For a reaction equilibrium,\[{{N}_{2}}{{O}_{4}}\left( g \right)\to 2N{{O}_{2}}\left( g \right)\], the concentration of \[{{N}_{2}}{{O}_{4}}\left( g \right)\] and \[N{{O}_{2}}\] ​ at equilibrium are \[4.8\times {{10}^{-2}}\] and \[1.2\times {{10}^{-2}}\]mol/L respectively.
The value of \[K\] for the reaction is:
(A) \[3\times {{10}^{-3}}\]
(B) \[3.3\times {{10}^{-3}}\]
(C) \[3\times {{10}^{-1}}\]
(D) \[3.3\times {{10}^{-1}}\]

Answer 1

Hint: The equilibrium constant (\[{{K}_{eq}}\]) is a formula that illustrates the relationship between the concentrations of the reactants and the products.

Complete Step by Step Solution:
The equilibrium constant, which is frequently denoted by the letter [K] when a chemical reaction reaches equilibrium, provides information about how reactants and products interact. One method for determining the equilibrium constant of concentration (denoted by [K_c]) of a chemical reaction at equilibrium is the ratio of the concentration of the products to the concentration of the reactants, both elevated to their respective stoichiometric coefficients. It is important to keep in mind that different types of equilibrium constants are used to define interactions between reactants and products of equilibrium reactions in terms of different units. The ratio between the amounts of reactant and product for a chemical reaction can be described as the equilibrium constant.

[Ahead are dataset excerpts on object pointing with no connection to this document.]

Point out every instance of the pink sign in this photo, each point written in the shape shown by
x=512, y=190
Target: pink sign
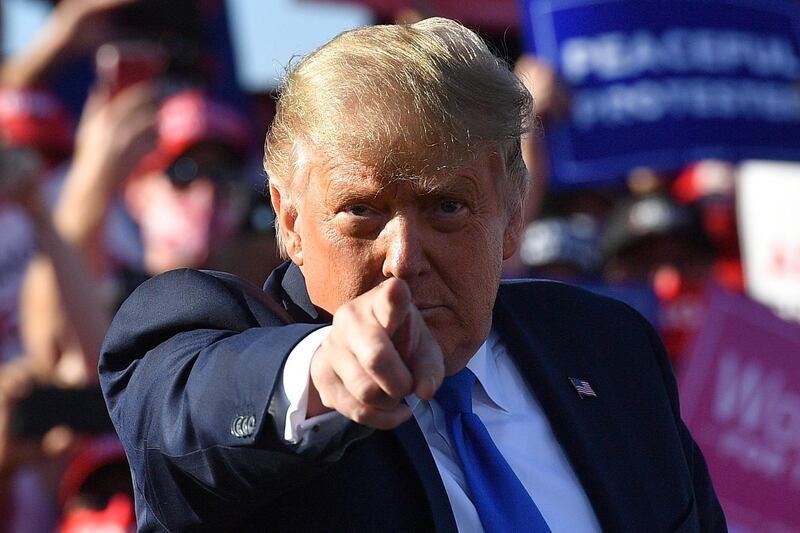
x=740, y=395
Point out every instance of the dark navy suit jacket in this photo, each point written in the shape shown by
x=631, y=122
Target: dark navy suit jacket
x=191, y=361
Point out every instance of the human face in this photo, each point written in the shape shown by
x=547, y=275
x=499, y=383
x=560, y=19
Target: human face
x=445, y=236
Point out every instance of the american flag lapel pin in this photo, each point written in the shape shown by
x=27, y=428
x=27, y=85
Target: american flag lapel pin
x=583, y=388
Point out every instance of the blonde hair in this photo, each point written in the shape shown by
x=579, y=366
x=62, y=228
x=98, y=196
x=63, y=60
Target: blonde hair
x=408, y=100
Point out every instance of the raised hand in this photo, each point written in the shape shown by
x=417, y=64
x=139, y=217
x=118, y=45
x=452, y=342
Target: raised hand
x=379, y=350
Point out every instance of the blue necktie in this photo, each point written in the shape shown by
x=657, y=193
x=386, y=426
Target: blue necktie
x=502, y=502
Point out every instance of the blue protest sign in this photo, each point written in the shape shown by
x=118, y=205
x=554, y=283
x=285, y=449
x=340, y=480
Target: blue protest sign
x=665, y=82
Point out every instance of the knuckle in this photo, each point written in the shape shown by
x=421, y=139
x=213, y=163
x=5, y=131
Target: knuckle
x=378, y=362
x=367, y=391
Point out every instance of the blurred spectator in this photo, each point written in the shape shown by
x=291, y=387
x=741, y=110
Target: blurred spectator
x=95, y=492
x=562, y=248
x=708, y=187
x=187, y=195
x=652, y=239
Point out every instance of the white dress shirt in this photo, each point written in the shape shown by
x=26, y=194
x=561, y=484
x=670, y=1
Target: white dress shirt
x=506, y=406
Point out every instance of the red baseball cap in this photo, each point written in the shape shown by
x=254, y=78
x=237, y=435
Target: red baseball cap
x=191, y=117
x=37, y=119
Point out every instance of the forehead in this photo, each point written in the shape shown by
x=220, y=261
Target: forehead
x=346, y=176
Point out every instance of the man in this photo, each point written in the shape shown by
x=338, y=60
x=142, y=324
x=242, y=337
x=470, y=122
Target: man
x=396, y=176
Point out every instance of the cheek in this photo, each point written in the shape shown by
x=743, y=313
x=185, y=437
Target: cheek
x=337, y=269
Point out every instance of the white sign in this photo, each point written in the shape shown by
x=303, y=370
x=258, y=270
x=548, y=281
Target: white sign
x=768, y=205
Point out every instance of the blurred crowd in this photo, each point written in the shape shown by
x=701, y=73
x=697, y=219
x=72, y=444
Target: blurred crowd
x=159, y=169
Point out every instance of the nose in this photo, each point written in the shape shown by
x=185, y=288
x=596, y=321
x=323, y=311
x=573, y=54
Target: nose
x=404, y=252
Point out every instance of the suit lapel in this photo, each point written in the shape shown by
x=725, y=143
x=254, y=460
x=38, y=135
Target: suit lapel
x=588, y=432
x=410, y=436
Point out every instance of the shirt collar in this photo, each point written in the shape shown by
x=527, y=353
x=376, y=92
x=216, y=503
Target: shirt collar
x=484, y=365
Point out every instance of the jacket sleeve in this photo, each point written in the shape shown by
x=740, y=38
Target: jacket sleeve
x=188, y=369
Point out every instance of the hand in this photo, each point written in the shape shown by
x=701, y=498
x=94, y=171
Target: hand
x=114, y=134
x=82, y=22
x=379, y=350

At equilibrium, the rate of the forward reaction = the rate of the backward reaction
That is, \[{{R}_{f}}={{R}_{b}}\] or, \[{{K}_{f}}\times \alpha \times {{\left[ A \right]}^{a}}{{\left[ B \right]}^{b}}={{K}_{b}}\times \alpha \times {{\left[ C \right]}^{c}}{{\left[ D \right]}^{d}}\]
The rate constants are constant at a certain temperature. An equilibrium constant is the ratio of the forward reaction rate constant to the backward reaction rate constant, which must be a constant (\[{{K}_{eq}}\]).
\[{{K}_{eq}}={{K}_{f}}/{{K}_{b}}={{\left[ C \right]}^{c}}{{\left[ D \right]}^{d}}/{{\left[ A \right]}^{a}}{{\left[ B \right]}^{b}}={{K}_{c}}\]
Where\[{{K}_{c}}\] indicates the equilibrium constant measured in moles per litre.

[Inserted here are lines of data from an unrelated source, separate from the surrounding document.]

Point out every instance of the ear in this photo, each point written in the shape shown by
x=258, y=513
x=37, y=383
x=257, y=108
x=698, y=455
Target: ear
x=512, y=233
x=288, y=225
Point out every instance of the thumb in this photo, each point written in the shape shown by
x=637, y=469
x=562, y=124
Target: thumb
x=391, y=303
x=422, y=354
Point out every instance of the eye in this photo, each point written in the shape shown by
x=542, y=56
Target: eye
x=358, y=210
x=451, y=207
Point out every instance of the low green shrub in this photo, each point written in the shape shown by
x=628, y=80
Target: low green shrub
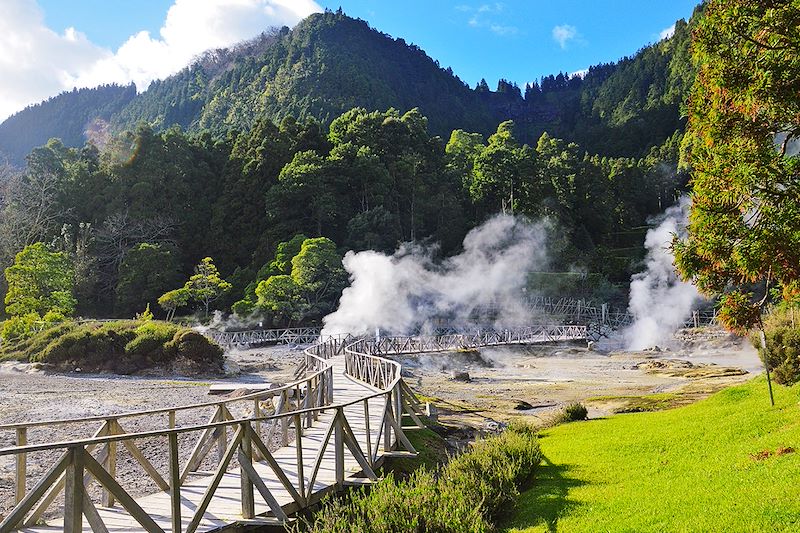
x=466, y=494
x=782, y=332
x=123, y=347
x=573, y=412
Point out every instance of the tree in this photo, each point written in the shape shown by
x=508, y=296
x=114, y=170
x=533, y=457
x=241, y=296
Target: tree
x=40, y=285
x=319, y=273
x=144, y=274
x=744, y=127
x=741, y=144
x=283, y=297
x=172, y=300
x=40, y=281
x=206, y=285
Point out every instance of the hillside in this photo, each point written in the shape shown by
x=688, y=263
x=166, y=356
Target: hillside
x=68, y=116
x=727, y=463
x=330, y=63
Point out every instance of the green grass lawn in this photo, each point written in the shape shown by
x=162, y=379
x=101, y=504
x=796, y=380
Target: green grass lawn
x=694, y=468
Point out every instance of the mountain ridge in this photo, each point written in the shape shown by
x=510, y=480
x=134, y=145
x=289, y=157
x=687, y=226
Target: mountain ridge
x=330, y=63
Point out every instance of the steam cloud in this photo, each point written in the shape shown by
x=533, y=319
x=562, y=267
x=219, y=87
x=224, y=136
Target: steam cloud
x=402, y=292
x=659, y=301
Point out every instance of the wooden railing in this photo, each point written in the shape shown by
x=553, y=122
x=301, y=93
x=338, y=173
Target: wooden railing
x=245, y=439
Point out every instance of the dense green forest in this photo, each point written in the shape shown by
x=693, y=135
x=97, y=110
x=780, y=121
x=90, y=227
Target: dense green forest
x=372, y=180
x=330, y=63
x=268, y=160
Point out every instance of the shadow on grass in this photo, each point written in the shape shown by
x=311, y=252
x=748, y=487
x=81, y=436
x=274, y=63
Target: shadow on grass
x=547, y=499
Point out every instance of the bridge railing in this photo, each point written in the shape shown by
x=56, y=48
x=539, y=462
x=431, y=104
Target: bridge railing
x=239, y=439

According to our question,
The equilibrium reaction is \[{{N}_{2}}{{O}_{4}}\left( g \right)\to 2N{{O}_{2}}\left( g \right)\]
Using formula \[{{K}_{c}}={{\left[ C \right]}^{c}}{{\left[ D \right]}^{d}}/{{\left[ A \right]}^{a}}{{\left[ B \right]}^{b}}\]
Given, \[{{N}_{2}}{{O}_{4}}\left( g \right)\]= \[4.8\times {{10}^{-2}}\] mol/L
\[N{{O}_{2}}\]= \[1.2\times {{10}^{-2}}\] mol/L
Substituting the values, \[{{K}_{c}}={{\left[ N{{O}_{2}} \right]}^{2}}/\left[ {{N}_{2}}{{O}_{4}} \right]\]
\[{{K}_{c}}={{\left( 1.2\times {{10}^{-2}} \right)}^{2}}/4.8\times {{10}^{-2}}\]
\[{{K}_{c}}=3\times {{10}^{-3}}\] mol/L
The correct option is A.

Note: There is a separate formula for calculating the values for liquids and gases, respectively. When conditions are ideal, temperature and concentration have little effect on the calculation, but when conditions are not ideal, they have a substantial impact.